By teaching business courses, Lynn hopes that “[My] faith leavens who I am and what I do, regardless of where I am or what I’m doing.” He went on to explain how he must be intentional not to allow faith and work to migrate into parallel – but separate – spheres of life, as “It’s not too difficult to encounter value differences between the marketplace and in the way of Jesus.” Lynn’s aim is to emphasize the unique call of faith in life throughout the courses he teaches, and he is grateful that ACU has an abundance of resources available for spiritual formation. “It is truly unique and a joy”, he says, “to journey with students and colleagues. There’s so much more we have to learn and live together.”

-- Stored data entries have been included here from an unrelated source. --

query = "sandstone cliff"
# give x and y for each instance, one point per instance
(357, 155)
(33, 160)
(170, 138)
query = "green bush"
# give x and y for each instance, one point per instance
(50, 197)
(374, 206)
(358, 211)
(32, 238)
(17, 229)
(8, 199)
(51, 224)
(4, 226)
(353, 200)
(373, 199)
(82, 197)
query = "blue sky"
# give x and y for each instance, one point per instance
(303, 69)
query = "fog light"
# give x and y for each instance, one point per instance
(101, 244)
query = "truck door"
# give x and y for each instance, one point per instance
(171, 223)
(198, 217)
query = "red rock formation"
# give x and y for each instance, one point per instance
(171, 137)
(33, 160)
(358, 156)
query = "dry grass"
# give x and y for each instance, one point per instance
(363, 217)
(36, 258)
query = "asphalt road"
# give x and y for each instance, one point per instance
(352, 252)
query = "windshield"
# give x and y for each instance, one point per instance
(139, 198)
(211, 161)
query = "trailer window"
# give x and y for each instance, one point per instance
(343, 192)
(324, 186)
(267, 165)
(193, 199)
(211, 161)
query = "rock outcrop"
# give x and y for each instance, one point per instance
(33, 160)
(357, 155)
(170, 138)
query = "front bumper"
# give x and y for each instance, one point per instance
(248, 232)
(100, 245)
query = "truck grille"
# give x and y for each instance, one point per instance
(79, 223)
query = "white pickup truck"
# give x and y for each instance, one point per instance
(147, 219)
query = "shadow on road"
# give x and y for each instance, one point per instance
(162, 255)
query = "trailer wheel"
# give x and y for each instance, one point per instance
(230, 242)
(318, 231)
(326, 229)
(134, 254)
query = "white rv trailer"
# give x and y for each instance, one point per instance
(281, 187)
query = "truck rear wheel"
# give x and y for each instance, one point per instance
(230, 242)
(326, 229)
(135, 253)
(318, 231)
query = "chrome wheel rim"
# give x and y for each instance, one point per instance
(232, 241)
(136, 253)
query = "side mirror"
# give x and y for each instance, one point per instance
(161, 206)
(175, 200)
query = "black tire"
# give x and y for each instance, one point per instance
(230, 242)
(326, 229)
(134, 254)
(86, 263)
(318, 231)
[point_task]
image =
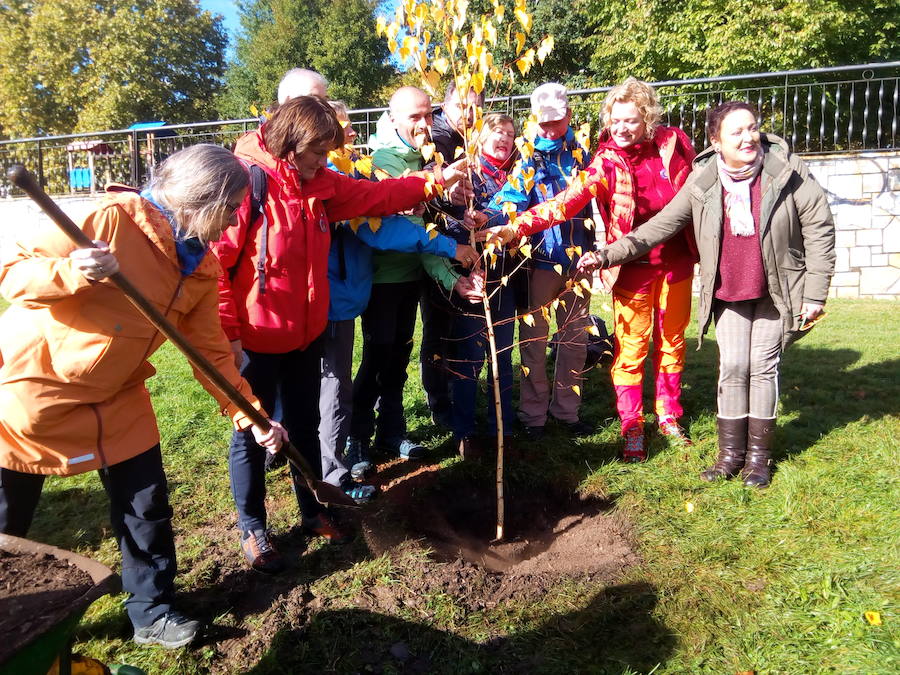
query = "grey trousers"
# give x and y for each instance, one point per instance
(749, 337)
(535, 393)
(336, 398)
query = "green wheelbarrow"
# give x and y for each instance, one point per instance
(51, 636)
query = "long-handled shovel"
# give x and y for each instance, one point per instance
(324, 492)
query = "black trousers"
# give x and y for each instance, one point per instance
(141, 519)
(388, 324)
(290, 383)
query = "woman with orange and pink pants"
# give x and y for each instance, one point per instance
(639, 167)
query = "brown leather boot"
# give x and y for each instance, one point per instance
(732, 449)
(757, 471)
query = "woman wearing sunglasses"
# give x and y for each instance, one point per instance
(766, 240)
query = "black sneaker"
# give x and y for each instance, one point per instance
(260, 552)
(172, 630)
(356, 456)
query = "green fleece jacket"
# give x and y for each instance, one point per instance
(392, 154)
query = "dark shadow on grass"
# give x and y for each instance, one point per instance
(615, 633)
(72, 518)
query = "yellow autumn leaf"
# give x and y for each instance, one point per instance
(520, 42)
(524, 19)
(364, 165)
(478, 83)
(524, 62)
(545, 48)
(874, 618)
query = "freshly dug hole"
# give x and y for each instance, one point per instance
(550, 532)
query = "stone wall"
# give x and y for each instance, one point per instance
(864, 193)
(863, 190)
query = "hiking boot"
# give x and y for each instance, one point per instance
(172, 630)
(674, 432)
(576, 428)
(406, 449)
(356, 456)
(323, 525)
(260, 552)
(361, 494)
(732, 449)
(634, 450)
(757, 471)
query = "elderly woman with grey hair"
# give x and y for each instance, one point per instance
(74, 362)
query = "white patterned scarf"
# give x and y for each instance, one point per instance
(736, 183)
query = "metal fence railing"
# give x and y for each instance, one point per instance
(820, 110)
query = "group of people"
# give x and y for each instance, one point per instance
(265, 256)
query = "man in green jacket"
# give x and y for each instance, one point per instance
(389, 320)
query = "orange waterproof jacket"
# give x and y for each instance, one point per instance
(73, 353)
(292, 310)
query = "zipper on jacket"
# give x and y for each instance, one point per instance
(100, 452)
(175, 296)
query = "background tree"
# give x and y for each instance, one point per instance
(662, 39)
(82, 65)
(334, 37)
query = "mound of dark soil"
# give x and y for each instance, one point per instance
(36, 592)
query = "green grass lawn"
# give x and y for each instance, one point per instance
(773, 581)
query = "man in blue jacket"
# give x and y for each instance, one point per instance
(350, 274)
(557, 157)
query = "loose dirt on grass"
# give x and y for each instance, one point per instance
(36, 593)
(437, 528)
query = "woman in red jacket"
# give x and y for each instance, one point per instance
(274, 295)
(639, 167)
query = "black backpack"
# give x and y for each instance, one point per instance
(258, 190)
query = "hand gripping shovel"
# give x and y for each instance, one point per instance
(325, 493)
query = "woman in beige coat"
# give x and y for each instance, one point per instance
(766, 241)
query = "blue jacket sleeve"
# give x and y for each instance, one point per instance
(400, 234)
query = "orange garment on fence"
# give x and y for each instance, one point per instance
(73, 353)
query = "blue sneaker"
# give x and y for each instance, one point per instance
(356, 456)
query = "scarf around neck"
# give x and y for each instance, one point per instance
(736, 184)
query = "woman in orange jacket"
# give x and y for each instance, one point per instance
(73, 362)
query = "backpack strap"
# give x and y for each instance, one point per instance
(259, 186)
(258, 189)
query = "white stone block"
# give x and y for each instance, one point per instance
(870, 237)
(875, 182)
(841, 279)
(842, 259)
(844, 238)
(890, 241)
(846, 186)
(852, 216)
(860, 256)
(879, 280)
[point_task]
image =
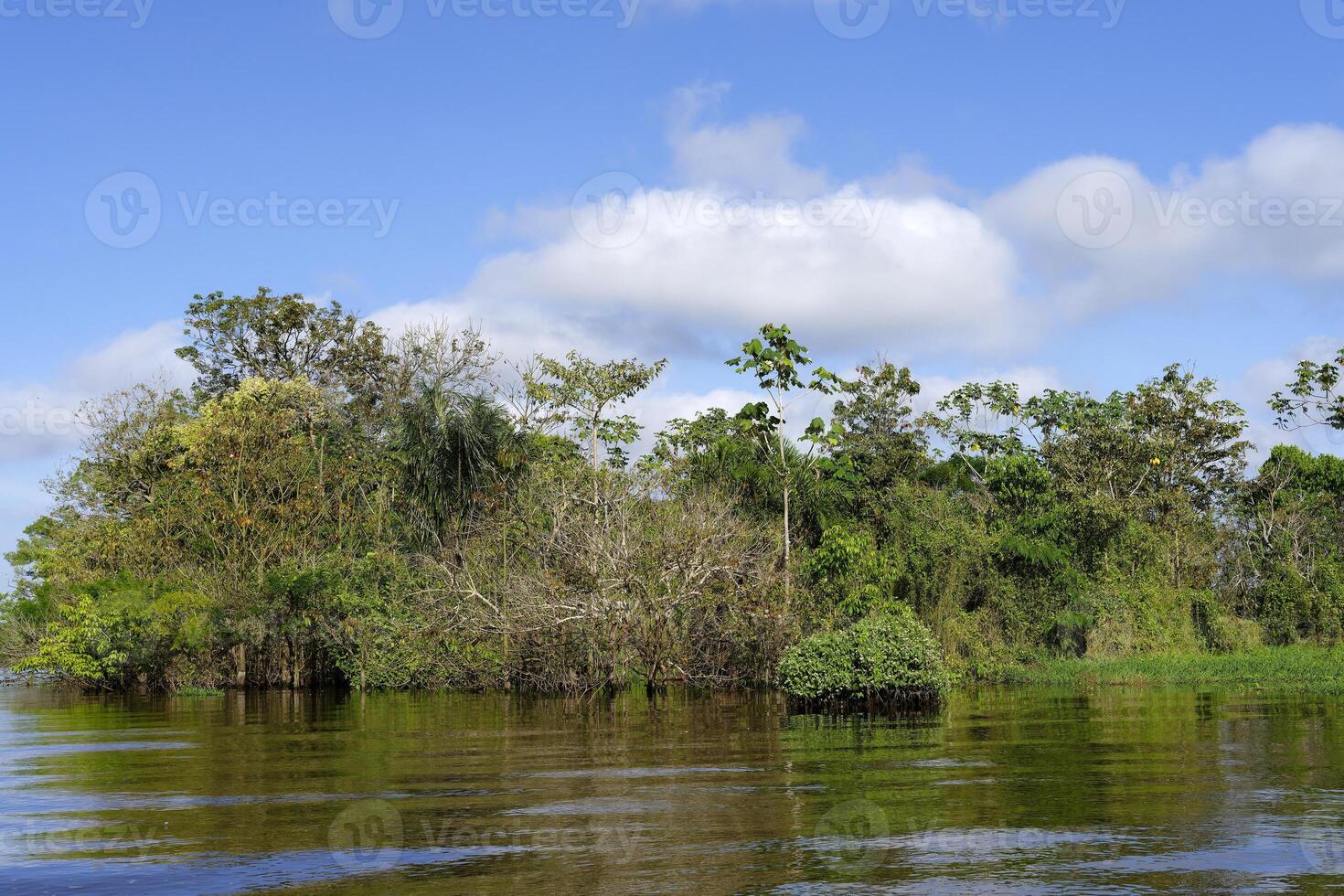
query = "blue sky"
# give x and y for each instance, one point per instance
(481, 126)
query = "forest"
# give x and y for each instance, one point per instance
(334, 504)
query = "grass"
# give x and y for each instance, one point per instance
(1296, 667)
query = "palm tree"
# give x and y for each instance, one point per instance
(454, 450)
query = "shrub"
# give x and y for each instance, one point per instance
(883, 657)
(1232, 635)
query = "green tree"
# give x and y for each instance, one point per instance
(777, 363)
(880, 432)
(283, 337)
(454, 453)
(1313, 398)
(580, 391)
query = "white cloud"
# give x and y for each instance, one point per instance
(754, 155)
(40, 420)
(1277, 208)
(867, 271)
(1272, 375)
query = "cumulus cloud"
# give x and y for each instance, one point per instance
(1103, 234)
(1270, 375)
(40, 420)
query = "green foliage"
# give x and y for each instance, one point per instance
(1312, 398)
(120, 632)
(578, 391)
(281, 337)
(882, 657)
(332, 507)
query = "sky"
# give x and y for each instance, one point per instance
(1058, 192)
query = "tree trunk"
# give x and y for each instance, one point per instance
(788, 579)
(240, 666)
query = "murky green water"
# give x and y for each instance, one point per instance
(1006, 792)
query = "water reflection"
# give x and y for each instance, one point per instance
(1118, 790)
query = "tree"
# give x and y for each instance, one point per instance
(453, 453)
(283, 337)
(580, 391)
(1313, 398)
(775, 360)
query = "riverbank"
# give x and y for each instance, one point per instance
(1308, 669)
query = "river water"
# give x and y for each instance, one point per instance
(1006, 790)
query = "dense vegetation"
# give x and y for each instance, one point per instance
(329, 504)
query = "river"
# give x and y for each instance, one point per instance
(1006, 790)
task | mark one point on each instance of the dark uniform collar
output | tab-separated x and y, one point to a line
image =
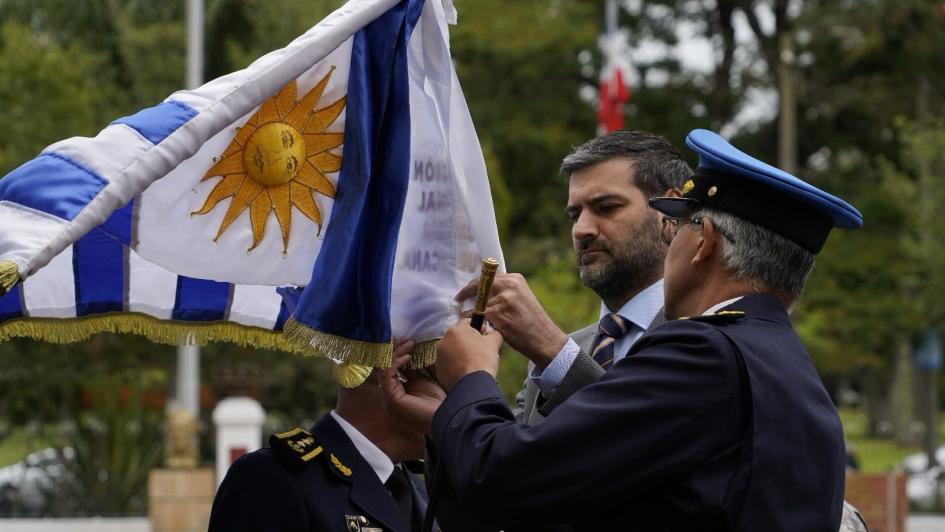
367	492
763	306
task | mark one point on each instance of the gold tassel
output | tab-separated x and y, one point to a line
351	375
63	331
9	275
338	348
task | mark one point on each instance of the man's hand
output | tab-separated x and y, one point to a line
464	350
516	313
416	400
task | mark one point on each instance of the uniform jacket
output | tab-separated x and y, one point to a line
710	423
337	490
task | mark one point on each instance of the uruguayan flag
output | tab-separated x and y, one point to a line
345	164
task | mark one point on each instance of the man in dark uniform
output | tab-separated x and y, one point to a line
345	475
715	421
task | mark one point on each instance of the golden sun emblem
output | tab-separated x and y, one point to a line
278	159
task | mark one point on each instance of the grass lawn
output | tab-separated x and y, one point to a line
17	443
876	455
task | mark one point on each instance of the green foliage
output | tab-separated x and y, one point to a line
874	455
108	452
48	89
520	74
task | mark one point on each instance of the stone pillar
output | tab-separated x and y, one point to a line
179	500
239	422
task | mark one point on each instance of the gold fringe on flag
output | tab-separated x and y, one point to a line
9	275
338	348
69	330
423	354
351	375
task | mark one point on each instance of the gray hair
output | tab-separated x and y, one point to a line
760	256
658	165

Lynn also embraces the role as researcher. “I love to dig into ideas”, Lynn expressed. Scholarly opportunities are scarce at many faith-based institutions and he has been grateful that ACU and COBA encourage scholarly growth. Students and faculty alike are grateful for the steady presence Dr. Monty Lynn has been through the years. We look forward to learning and growing more from him in the years to come.

 

“Why I Teach” with David Perkins

Dr. David Perkins

A common theme among our faculty members is how many of them did not plan to become a professor after graduating college. This, too, was the case for Dr. David Perkins. In fact, teaching wasn’t even a thought for him until a position opened up at Harding University, his alma mater. When the dean called and asked him to teach principles of accounting, Perkins was almost through his MBA program, so he accepted the temporary position for a year. “That phone call was a life-changing event for me. I look at it as God giving me a nudge to consider teaching as a career”.

Perkins taught at Harding for 15 years after that, then joined the COBA family during its initial work to become AACSB accredited. His friend and college classmate, Dr. Monty Lynn, was a good contact for him at ACU while Perkins was making the arrangements to join the COBA faculty. Dr. Perkins was ready for a change, and has never regretted getting on board with COBA’s vision for excellence. He currently teaches Financial Accounting to undergraduates as well as graduate classes in the Master of Accountancy (MAcc) program and has led students on numerous study abroad programs with COBA.

When Perkins began to think about the impact of faith in his journey, he shared that it was humbling experience. “God opens doors of opportunity and sometimes he shuts others. That certainly helps with the decision-making process.” It is difficult for him to imagine what life would be like without faith, as it has played such a core part of his journey. He stressed that his faith doesn’t guarantee that he won’t ever doubt; still, in the midst of doubt, growth can be found. “God is my anchor” Perkins said. “Even when I stumble or stray, I know where to find Him… right there where He’s always been.”

Dr. Perkins explained that he enjoys teaching accounting not only to help students prepare for their future careers, but also in giving them more tools to make a better life. While initially Perkins wasn’t sure how different his teaching method was from other accounting classes at public schools, he’s been able to be more intentional about planting seeds in students’ minds that can grow into faith. He explained that in class,  he will “Try to apply the topics we cover to real life decisions so they will be positioned to make good choices.” Students who have had Perkins in class fondly recalled the ‘sermonettes’ he shared with them from time to time and were grateful for the weekly Bible study he offers outside of class for anyone willing to attend. 

Dr. Perkins with students this summer during Study Abroad to Oxford and Leipzig.

Dr. Perkins explained that his desire for students is for them to see college as an opportunity to develop their God-given skills – even if they don’t know what they want to do yet. He remembered being in a similar position at their age, of being unsure about what life would look like after college. His best advice was this, “Develop your talents, develop your character, develop friendships, develop your faith… then see what opportunities God brings your way”.

ACU is fortunate and thankful to have Dr. Perkins – not only for his knowledge and wisdom, but for his character and heart for his students.